Application can be immediately followed by burning or itching. Small sores, itching and peeling skin can also follow. Ingestion or entering the blood stream in small amounts through the dermis can cause fatal poisoning, symptoms include shortness of breath, rapid heart rate and shivers. Most people using the gel do not report these side effects.
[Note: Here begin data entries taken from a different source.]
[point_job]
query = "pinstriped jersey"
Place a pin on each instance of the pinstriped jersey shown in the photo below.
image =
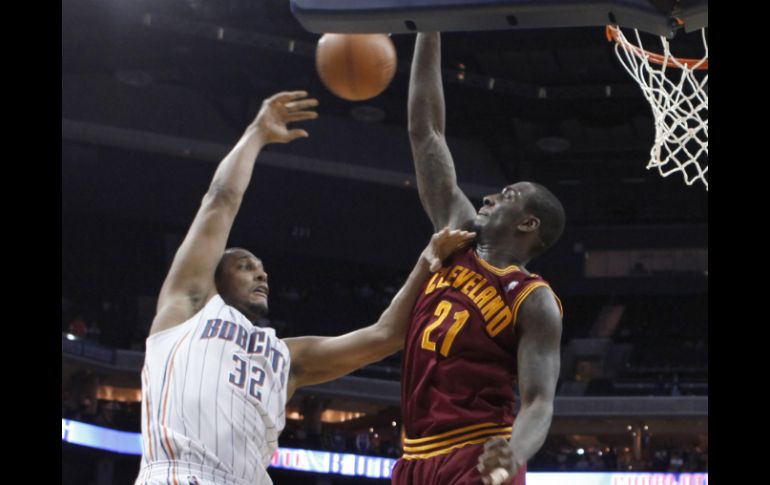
(213, 398)
(459, 363)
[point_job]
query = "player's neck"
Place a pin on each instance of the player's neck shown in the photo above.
(500, 256)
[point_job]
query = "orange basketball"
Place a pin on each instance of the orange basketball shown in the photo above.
(356, 66)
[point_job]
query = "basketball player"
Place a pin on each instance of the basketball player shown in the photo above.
(214, 385)
(482, 323)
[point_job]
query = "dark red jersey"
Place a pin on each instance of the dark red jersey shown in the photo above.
(459, 363)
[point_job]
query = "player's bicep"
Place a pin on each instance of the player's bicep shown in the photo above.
(191, 275)
(539, 359)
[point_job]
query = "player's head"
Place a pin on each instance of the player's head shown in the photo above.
(242, 282)
(524, 212)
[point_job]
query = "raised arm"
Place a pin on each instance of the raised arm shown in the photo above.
(538, 367)
(320, 359)
(440, 195)
(190, 280)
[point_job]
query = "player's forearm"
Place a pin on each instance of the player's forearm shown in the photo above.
(426, 94)
(530, 430)
(394, 321)
(234, 172)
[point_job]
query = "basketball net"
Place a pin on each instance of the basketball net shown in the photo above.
(677, 90)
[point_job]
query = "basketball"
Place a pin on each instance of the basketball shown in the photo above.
(356, 67)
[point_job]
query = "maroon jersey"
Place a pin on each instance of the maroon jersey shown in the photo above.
(459, 364)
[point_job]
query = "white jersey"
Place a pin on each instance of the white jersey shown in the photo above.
(213, 400)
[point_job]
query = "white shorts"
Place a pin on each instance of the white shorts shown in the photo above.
(182, 473)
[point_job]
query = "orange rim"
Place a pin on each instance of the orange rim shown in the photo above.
(613, 35)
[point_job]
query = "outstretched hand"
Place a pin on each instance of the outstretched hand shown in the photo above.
(444, 243)
(497, 464)
(280, 109)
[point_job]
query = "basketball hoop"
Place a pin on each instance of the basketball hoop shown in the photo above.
(677, 90)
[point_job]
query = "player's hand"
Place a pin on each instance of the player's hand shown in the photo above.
(444, 243)
(497, 464)
(280, 109)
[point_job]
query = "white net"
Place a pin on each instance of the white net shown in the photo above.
(677, 90)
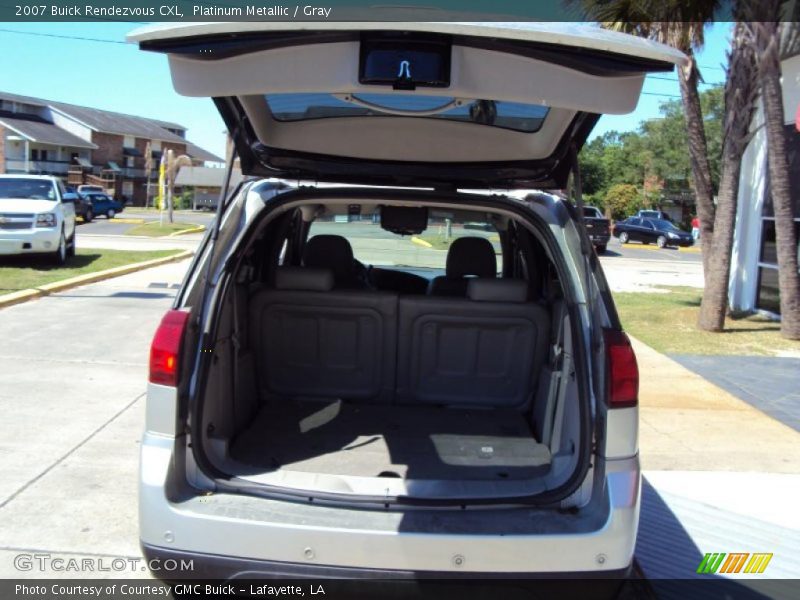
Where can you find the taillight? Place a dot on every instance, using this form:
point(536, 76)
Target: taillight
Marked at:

Podophyllotoxin displays a range of activities such as cathartic, purgative, antiviral, vesicant, and antihelminthic. Additionally, the lignan and its derivatives are exciting leads for anti-tumor agent. For instance, podophyllotoxin is the pharmacological precursor for the important anticancer drug etoposide.[6][7]
It is also used as a gel or solution to treat genital warts with noticeably shorter duration and fewer side effects.[8]
Podophyllotoxin's anticancer property can be attributed to the inhibition of tubulin polymerization. As podophyllotoxin binds to the tubulin, microtubule formation is prevented. Consequently, podophyllotoxin arrests the cell cycle in the metaphase[2].
Podophyllotoxin derivatives display binding activity to the enzyme topoisomerase II during the late S and early G2 stage. For instance, etoposide binds and stabilizes the temporary break caused by the enzyme, disrupts the reparation of the break through which the double-stranded DNA passes, and consequently stops DNA unwinding and replication[2].Mutants resistant to either podophyllotoxin, or to its topoisomerase II inhibitory derivatives such as etoposide (VP-16), have been described in Chinese hamster cells.[9][10] The mutually exclusive cross-resistance patterns of these mutants provide a highly specific mean to distinguish the two kinds of podophyllotoxin derivatives.[11][10] Mutant Chinese hamster cells resistant to podophyllotoxin are affected in a protein P1 that was later identified as the mammalian HSP60 or chaperonin protein.[12][13]